There are a number of common scenarios in which the receiving party may work with genetic material based on misleading information available on the tube label. In a research context, the most likely outcomes of this situation are wastes of time and laboratory processes resulting from experiments that don’t work. In a clinical environment, labelling errors can harm patients and labelling errors are one of the major causes of drug recalls
By encoding identifiers of the sender and the genetic material, this technology makes it possible to verify the authenticity and integrity of the genetic material without relying on the information that may be available on the label.
Cyber threats: The main goal of this work is to protect against the aforementioned biological threats. We do this by using the capabilities of a digital signature and error correction codes. For the cyber part of this work, we assume a polynomial-time adversary, Mallory, who is trying to forge the signature of a reputed synthesized DNA molecule creator, Alice. Alice is trying to protect her IP rights/reputation as she distributes DNA molecules synthesized by her to researcher Ellen. If the attacker, Mallory, is able to forge the signature of Alice then: (a) Mallory can replace the actual DNA created by Alice with her own but keep the signature intact. (b) Mallory can create her own DNA molecule and masquerade as Alice to sign it. (c) Mallory can modify parts of the signed DNA molecule created by Alice. Therefore, for our proposed signature scheme to be secure, we need to show that no polynomial-time adversary can forge a genuine signature without knowing the secret used to sign.
The workflow presented below is enabled by an identity-based signature (IBS) key authority, a trusted entity that creates and distributes keys needed for an identity-based signature scheme. We assume an out-of-band secure channel for such key distribution. We assume that the central authority is secure and trusted by all participants in the system. The description of this central authority is beyond the scope of this article.
Legal threats: There are also a number of legal threats that this approach may potentially be able to protect against. It may limit product liability. A vendor could use this technology to limit representations of functionality to products for which the signature can be validated as opposed to the looser criteria of similarity that are often used in biotechnology. This technology could also be used to help comply with material transfer agreements. Finally, this technology could be used to ensure deniability or facilitate attribution. For example, a research institution such as a government lab may decide to enforce a policy to systematically sign their genetic material. Compliance with this policy could help detect rogue agents who would try to avoid compliance with signature policies. It would also limit the risks of exposure to damaging investigations by law enforcement.

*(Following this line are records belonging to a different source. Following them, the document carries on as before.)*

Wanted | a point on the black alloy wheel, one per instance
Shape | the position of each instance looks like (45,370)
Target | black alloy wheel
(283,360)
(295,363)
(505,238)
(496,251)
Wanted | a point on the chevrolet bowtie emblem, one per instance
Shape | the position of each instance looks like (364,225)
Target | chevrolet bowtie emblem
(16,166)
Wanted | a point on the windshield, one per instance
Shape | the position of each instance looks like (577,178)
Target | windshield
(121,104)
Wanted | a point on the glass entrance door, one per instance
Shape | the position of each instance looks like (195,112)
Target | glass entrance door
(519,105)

Limits of the technology: The technology does not prevent rogue agents from developing unsigned DNA sequences that may have damaging effects. The situation is similar to digital signature of software. There is no way to force every software developer to sign their codes but digital signature technologies of applications make it possible to develop a trustworthy ecosystem like the Apple App store. Widespread adoption of digital signature technologies limits the risks associated with anonymous applications without completely eliminating it. Similarly, the widespread adoption of digital signatures for DNA sequences would raise the security standards but cannot completely eliminate the inherent risks associated with synthetic DNA molecules.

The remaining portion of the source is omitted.